The group hasn’t grown much larger than that, but they keep meeting and talking. Every second and fourth Saturday morning. At Our Lady of Lourdes.
“What I have found is that outside this dedicated group, most people in our parish do not want to talk about it, black or white,” Lawrence Soublet said. “It’s disappointing.”
It isn’t an argument session as some might imagine. That isn’t to say that they don’t disagree, they just do so respectfully, without assigning blame or malice.
Suzann Settle, 74, of Atlanta joined the discussion about two years ago because she realizes racial healing will continue to elude us until all of us get involved.
She’s tired of hearing people say it will get better with the next generation.
“I thought the same thing when my daughter was in kindergarten nearly 40 years ago,” Settle said. “It hasn’t.”
But she sees a sliver of hope in the campus protests, particularly at the University of Missouri.
“I’m so proud of those kids,” she said. “The racism needs to stop.”
The Saturday conversations, she believes, will help.
“My only thought is instead of a dozen people, I wish we had 100 people,” she said.

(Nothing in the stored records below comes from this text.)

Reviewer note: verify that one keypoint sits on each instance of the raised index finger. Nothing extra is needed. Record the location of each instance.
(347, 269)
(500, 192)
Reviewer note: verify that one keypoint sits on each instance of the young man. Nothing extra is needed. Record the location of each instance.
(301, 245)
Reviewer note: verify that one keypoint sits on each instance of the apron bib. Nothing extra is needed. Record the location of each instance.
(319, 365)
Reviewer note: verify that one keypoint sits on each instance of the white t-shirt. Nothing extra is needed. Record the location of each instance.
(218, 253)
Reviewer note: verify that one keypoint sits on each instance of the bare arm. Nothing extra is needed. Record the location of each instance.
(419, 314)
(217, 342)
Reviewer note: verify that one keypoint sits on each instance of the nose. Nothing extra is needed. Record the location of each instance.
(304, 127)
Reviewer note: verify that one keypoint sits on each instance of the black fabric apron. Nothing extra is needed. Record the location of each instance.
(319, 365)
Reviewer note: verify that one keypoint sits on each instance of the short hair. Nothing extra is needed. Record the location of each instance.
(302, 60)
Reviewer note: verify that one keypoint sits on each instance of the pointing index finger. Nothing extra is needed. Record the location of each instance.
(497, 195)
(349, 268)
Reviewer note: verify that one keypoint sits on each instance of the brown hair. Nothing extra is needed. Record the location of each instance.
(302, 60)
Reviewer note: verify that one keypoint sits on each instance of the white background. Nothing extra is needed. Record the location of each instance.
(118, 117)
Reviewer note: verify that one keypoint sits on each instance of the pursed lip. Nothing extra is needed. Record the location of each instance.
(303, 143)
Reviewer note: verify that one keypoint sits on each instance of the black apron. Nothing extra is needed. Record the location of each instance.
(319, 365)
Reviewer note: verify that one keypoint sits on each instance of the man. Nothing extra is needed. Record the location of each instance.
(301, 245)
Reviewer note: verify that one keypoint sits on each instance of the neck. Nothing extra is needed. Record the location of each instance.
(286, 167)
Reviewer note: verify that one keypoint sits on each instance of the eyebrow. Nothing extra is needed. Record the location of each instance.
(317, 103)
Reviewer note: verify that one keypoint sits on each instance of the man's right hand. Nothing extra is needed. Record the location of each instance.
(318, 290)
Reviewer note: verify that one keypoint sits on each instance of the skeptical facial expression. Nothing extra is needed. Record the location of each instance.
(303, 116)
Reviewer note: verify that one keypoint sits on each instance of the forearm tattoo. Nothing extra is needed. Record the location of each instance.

On a recent Saturday, it was Settle who was charged with facilitating the discussion.
In addition to her and the Soublets, there were Jack McBride, a retired hospice director from Mansfield, and John Laurich, a Wells Fargo business analyst from East Point. The rest, Stuart Cashin, a retired CPA; Dorothy Walker, a senior technical writer for an insurance company; Cheryl Odom, a retired federal employee; and Debra Lewis, a psychologist, were all residents of Atlanta.
As they munched on homemade pralines from the Soublets' kitchen, they laid bare their hearts on a range of issues all laced with racial differences. The recent protests at Mizzou. The "Black Lives Matter" movement. The recent police shootings of blacks and whites.
For nearly 10 years, they’ve been meeting, engaging one another’s perspective in a way that has made talking about race less formidable.